The objective of this study was to determine the in vitro transdermal permeation through the human stratum corneum (SC) of the antiretroviral (ARV) drug lamivudine (3TC) (1) and its synthesised methoxypoly(ethylene glycol) (MPEG) carbamates and carbonates in phosphate buffer solution and with the use of Pheroid as delivery system and to establish a relationship, if any, with selected physicochemical properties. The synthesis and in vitro human skin permeation flux of three N4-methoxypoly(ethylene glycol) carbamates (3)-(5) and three 6'-O-methoxypoly(ethylene glycol) carbonates (6)-(8) of lamivudine are reported. The derivatives were synthesised in a two-step process by coupling activated MPEG oligomers of various chain lengths to either the 4-amino or 6'-hydroxy group of lamivudine. Irrespective of the oligomeric series of derivatives (carbamate or carbonate), the aqueous solubility increases as the MPEG chain lengthens while the solubility in octanol (lipophilicity) remained almost constant. Regardless of the mechanism of diffusion viz. passive (in PBS) or use of enhancer (Pheroid), no derivative penetrate the skin better than the parent drug itself. The use of Pheroid even appeared to significantly retard the skin permeation.

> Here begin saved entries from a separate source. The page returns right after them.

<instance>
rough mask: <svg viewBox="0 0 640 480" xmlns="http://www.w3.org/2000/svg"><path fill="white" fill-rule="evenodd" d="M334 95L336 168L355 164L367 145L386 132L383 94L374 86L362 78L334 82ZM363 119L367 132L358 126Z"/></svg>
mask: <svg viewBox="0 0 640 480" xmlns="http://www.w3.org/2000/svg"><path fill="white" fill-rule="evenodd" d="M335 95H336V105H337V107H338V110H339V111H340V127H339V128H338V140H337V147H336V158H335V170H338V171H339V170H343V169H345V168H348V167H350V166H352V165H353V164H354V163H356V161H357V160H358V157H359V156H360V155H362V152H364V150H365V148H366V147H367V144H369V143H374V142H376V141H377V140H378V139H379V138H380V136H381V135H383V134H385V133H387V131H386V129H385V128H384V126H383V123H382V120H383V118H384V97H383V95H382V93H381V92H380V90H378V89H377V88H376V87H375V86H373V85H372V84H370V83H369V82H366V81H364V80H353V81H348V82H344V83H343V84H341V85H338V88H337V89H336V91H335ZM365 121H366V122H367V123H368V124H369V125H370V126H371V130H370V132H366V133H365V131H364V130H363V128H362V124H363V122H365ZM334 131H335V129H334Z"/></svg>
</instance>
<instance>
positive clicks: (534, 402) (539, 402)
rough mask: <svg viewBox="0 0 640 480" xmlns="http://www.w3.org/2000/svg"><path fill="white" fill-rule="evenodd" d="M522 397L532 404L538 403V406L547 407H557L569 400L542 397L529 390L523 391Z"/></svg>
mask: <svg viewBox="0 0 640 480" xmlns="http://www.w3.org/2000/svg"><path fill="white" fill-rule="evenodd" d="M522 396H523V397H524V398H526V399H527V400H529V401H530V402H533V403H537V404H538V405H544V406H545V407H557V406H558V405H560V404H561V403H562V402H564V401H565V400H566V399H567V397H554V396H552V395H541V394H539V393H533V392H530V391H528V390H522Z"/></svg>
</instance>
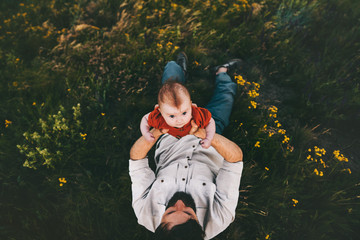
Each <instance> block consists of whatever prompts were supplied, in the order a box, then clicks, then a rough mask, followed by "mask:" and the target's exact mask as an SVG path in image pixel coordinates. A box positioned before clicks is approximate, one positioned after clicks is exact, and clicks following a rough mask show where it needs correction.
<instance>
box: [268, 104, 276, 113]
mask: <svg viewBox="0 0 360 240" xmlns="http://www.w3.org/2000/svg"><path fill="white" fill-rule="evenodd" d="M269 111H270V112H273V113H277V111H278V108H277V107H275V106H271V107H269Z"/></svg>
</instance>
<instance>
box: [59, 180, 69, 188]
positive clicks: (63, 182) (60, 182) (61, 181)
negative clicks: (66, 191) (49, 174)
mask: <svg viewBox="0 0 360 240" xmlns="http://www.w3.org/2000/svg"><path fill="white" fill-rule="evenodd" d="M59 182H60V184H59V185H60V187H62V186H64V183H66V182H67V181H66V179H65V178H59Z"/></svg>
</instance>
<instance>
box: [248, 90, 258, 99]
mask: <svg viewBox="0 0 360 240" xmlns="http://www.w3.org/2000/svg"><path fill="white" fill-rule="evenodd" d="M248 95H249V97H251V98H256V97H258V96H259V93H258V92H256V90H255V89H253V90H250V91H248Z"/></svg>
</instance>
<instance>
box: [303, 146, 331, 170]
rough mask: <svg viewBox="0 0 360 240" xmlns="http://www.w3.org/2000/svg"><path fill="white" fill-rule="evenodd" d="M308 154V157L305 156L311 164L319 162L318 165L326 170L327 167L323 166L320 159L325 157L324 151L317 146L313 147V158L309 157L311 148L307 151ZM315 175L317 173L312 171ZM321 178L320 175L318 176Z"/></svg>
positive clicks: (322, 148) (321, 160)
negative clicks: (318, 163) (323, 157)
mask: <svg viewBox="0 0 360 240" xmlns="http://www.w3.org/2000/svg"><path fill="white" fill-rule="evenodd" d="M308 152H309V155H308V156H307V158H306V159H307V160H310V161H312V162H316V163H317V162H319V163H320V165H321V166H322V167H323V168H327V167H328V166H327V165H326V164H325V162H324V160H323V159H322V158H321V157H323V156H325V154H326V151H325V149H324V148H319V147H317V146H314V156H312V155H311V152H312V150H311V148H309V149H308ZM314 172H315V173H319V172H318V171H314ZM316 175H319V174H316ZM320 176H322V175H320Z"/></svg>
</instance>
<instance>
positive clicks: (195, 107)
mask: <svg viewBox="0 0 360 240" xmlns="http://www.w3.org/2000/svg"><path fill="white" fill-rule="evenodd" d="M191 109H192V120H194V122H195V123H196V125H198V126H199V128H205V127H206V126H207V125H208V124H209V122H210V120H211V113H210V111H209V110H207V109H205V108H201V107H195V106H191ZM148 124H149V126H150V127H153V128H157V129H169V131H168V133H169V134H170V135H172V136H174V137H176V138H182V137H184V136H186V135H188V134H189V132H190V130H191V121H189V122H188V123H187V124H185V125H184V126H183V127H182V128H175V127H170V126H169V125H167V123H166V122H165V119H164V118H163V116H162V115H161V113H160V111H159V107H156V108H155V109H154V111H152V112H151V113H150V114H149V117H148Z"/></svg>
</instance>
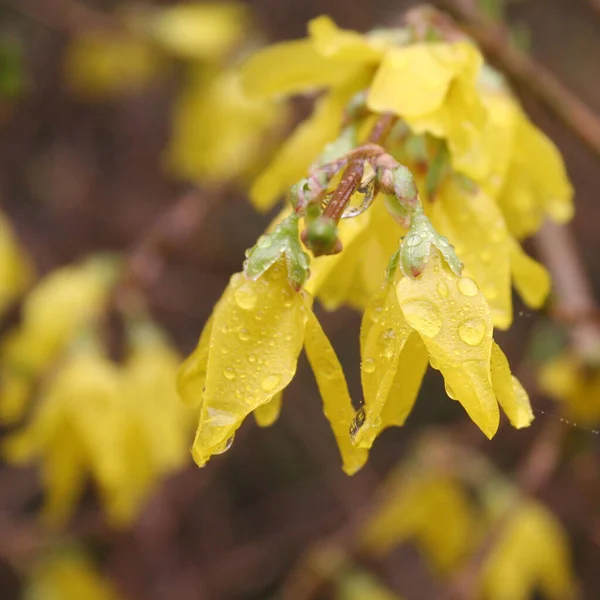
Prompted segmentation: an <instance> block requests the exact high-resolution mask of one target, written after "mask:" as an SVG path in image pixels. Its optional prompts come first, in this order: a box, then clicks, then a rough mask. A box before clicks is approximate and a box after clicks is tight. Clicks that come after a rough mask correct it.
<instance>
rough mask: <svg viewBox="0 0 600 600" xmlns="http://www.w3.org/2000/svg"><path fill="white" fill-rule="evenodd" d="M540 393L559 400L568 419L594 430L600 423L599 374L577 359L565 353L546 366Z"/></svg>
mask: <svg viewBox="0 0 600 600" xmlns="http://www.w3.org/2000/svg"><path fill="white" fill-rule="evenodd" d="M539 384H540V387H541V389H542V390H543V391H544V392H545V393H546V394H548V395H549V396H550V397H552V398H554V399H556V400H559V401H560V402H561V405H562V407H563V410H564V414H565V416H566V418H567V419H572V420H573V421H574V422H576V423H577V424H579V425H583V426H586V427H595V426H596V425H597V424H598V422H600V372H599V371H598V369H597V368H596V367H593V366H588V367H586V366H585V365H584V364H583V363H582V361H581V360H580V359H578V358H577V357H576V356H574V355H572V354H569V353H563V354H561V355H559V356H557V357H555V358H553V359H551V360H549V361H548V362H547V363H545V364H544V365H543V366H542V368H541V370H540V373H539Z"/></svg>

Synthesis and in vitro transdermal penetration of methoxypoly(ethylene glycol) carbonate derivatives of stavudine.

The objective of this study was to synthesize derivatives of the anti-HIV drug stavudine (d4T) with more favourable physicochemical properties for transdermal delivery in an effort to increase transdermal penetration of stavudine and thus reduce the severe side effects associated with the dose-dependent oral therapy. The synthesis, hydrolytic stability, and in vitro human skin permeation flux of a series of novel methoxypoly(ethylene glycol) (MPEG) carbonates of stavudine are reported. The carbonates were synthesized in a two-step process by coupling the MPEG promoiety of various chain lengths to C-5' of d4T. In kinetic studies the carbonates proved to be markedly stable in weakly acidic phosphate medium (pH 5.0) with half-lives ranging from 16 to 58 days. The aqueous solubility increased as the ethylene oxide chain lengthened. However, there was no significant increase in the estimated solubility in octanol. In vitro in the phosphate buffer (200 mM; pH 5.0) almost all carbonates permeate the human skin. However, the most effective penetrant, the derivative with 3 ethylene oxide units in the side chain, exhibited a flux of 26.1 nmol/cm(2)/h as compared to 59.15 nmol/cm(2)/h of the parent drug stavudine. Thus, no permeation enhancement was observed during this study.